Combinatorial Wetting in Colour: An Optofluidic Nose
Original Entry by Cheng Wang, AP225, Fall 2012
Authors: Kevin P. Raymond, Ian B. Burgess, Mackenzie H. Kinney, Marko Loncar and Joanna Aizenberg
Publication: Raymond et al., "Combinatorial wetting in colour: an optofluidic nose" (2012) 12: 3666-3669
Keywords: Wetting, colourimetric, chemical test, array
Colourimetry is powerful in chemical sensing and its biggest challenge is to couple colourimetric response sensitive to general physical or chemical property. This work is based on a previous platform for colourimetry called Wetting In Colour Kit (WICK) . In WICK, the macroscopic colour depends on the number of unfilled (unwetted) layers. As the total number of layers changes across the sample, the structural colour pattern is highly sensitive to the liquid's wettability. However, this WICK method is only sensitive to the surface property. It cannot give any chemical information without prior-given information. From Fig 1B we can see that n-octane gives the same result as 80% EtOH, while Acetone is able to mimick the colourimetric response of 90% EtOH.
In this paper, the authors use an array of WICKs with slightly different chemical responses. The combinatorial patterns in the array gives more chemical information about the liquid, as Fig. 1C shows. The system consists of 6 different WICKs. Different concentrated EtOH and IPA are used as reference liquids, and the test liquid is scored by comparing its array pattern with reference pattern. This paper demonstrated the ability to differentiate 17 organic solvents.
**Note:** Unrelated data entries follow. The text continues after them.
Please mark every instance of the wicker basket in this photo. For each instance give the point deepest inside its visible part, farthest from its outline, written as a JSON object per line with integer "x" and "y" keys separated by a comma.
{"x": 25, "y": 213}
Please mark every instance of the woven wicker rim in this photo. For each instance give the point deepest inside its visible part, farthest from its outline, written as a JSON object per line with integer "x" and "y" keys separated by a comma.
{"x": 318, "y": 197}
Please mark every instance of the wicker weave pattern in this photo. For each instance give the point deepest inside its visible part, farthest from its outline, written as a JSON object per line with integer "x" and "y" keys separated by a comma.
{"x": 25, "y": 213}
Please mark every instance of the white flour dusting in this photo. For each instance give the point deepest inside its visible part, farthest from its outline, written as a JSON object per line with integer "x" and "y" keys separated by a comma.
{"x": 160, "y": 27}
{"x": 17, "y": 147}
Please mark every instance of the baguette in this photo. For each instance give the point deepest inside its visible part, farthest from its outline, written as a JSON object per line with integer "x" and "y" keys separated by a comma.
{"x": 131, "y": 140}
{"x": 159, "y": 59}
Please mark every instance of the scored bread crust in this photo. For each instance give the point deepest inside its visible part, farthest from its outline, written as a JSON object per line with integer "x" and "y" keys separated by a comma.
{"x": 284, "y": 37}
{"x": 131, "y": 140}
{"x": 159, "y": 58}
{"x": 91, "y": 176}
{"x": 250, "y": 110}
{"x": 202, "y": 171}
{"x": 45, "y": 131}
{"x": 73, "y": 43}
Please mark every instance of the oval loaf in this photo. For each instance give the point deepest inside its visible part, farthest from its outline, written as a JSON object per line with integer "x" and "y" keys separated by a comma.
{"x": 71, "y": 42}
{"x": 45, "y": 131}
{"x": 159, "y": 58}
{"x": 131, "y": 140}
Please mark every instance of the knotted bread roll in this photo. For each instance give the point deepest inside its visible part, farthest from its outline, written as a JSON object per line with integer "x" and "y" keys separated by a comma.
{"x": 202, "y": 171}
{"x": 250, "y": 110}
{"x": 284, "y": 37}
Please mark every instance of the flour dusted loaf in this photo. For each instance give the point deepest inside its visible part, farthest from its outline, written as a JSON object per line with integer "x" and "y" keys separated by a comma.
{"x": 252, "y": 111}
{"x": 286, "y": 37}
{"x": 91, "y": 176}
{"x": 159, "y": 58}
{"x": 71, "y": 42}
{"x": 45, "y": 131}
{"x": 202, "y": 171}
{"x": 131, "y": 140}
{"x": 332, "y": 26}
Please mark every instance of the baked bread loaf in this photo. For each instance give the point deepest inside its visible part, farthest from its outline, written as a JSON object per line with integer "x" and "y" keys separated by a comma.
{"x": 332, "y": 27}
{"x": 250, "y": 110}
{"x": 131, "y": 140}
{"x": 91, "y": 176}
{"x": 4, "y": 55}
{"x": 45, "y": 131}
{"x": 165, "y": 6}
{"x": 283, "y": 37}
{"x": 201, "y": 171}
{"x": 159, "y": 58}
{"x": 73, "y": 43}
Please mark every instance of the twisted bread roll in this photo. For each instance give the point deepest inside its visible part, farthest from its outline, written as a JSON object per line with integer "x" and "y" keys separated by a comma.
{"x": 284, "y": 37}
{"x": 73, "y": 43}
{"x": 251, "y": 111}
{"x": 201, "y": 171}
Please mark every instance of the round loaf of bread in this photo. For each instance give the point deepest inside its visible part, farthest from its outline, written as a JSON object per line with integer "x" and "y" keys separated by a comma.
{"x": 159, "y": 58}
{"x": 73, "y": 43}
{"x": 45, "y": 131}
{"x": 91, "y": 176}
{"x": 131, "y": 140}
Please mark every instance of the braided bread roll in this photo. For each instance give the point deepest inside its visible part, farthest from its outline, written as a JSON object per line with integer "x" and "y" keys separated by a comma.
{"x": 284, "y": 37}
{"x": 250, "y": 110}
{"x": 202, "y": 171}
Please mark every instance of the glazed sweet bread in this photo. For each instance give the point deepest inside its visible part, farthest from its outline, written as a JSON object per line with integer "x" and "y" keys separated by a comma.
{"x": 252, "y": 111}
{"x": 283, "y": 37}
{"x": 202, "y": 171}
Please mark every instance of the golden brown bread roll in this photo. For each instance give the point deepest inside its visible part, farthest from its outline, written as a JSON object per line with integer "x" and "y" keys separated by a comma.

This novel "optofluidic nose" is not so highly selective compared to other previously reported "artificial nose". Its biggest advantage, however, lies in that it is easy to use, by simply comparing the colourimetric pattern with naked eyes, just like what we do in pH test paper.
thumb|Fig. 1 (A) Schematic depicting the colour response to partial infiltration of liquids in IOFs with vertically graded wettability. Blue pores indicate pores filled with liquid, white pores indicate air-filled pores, and the colour of the top of the structure represents the macroscopic colour observed by eye. The colour in a given region is determined by the number of layers that remain air-filled. (B) Illustration of the chemical non-specificity of WICK: while the sample (3FSA13FS functionalization) shows distinct patterns in 80% and 90% ethanol (aq), these two colour patterns can also be reproduced in entirely different liquids (n-octane, and acetone, here). (C) Chemical specificity derived from a WICK array: Comparison of the colour responses of two WICKs (left: DECA13FS, right: 3FSA13FS) in methanol and octane. Methanol penetrates fewer layers than octane in the DECA13FS WICK, but penetrates more layers than octane in the 3FSA13FS WICK. (D) Using reference liquids to assign numerical values to the colourimetric response: The colour response of a test liquid (o-xylene shown) in an element in the array is quantified by identifying an ethanol-water mixture that produces the same degree of wetting. In this example, o-xylene is given the following scores: PTOLA13FS: 85, 3PPA13FS: 75, 3FSA13FS: 50. Scale bars: 5 mm.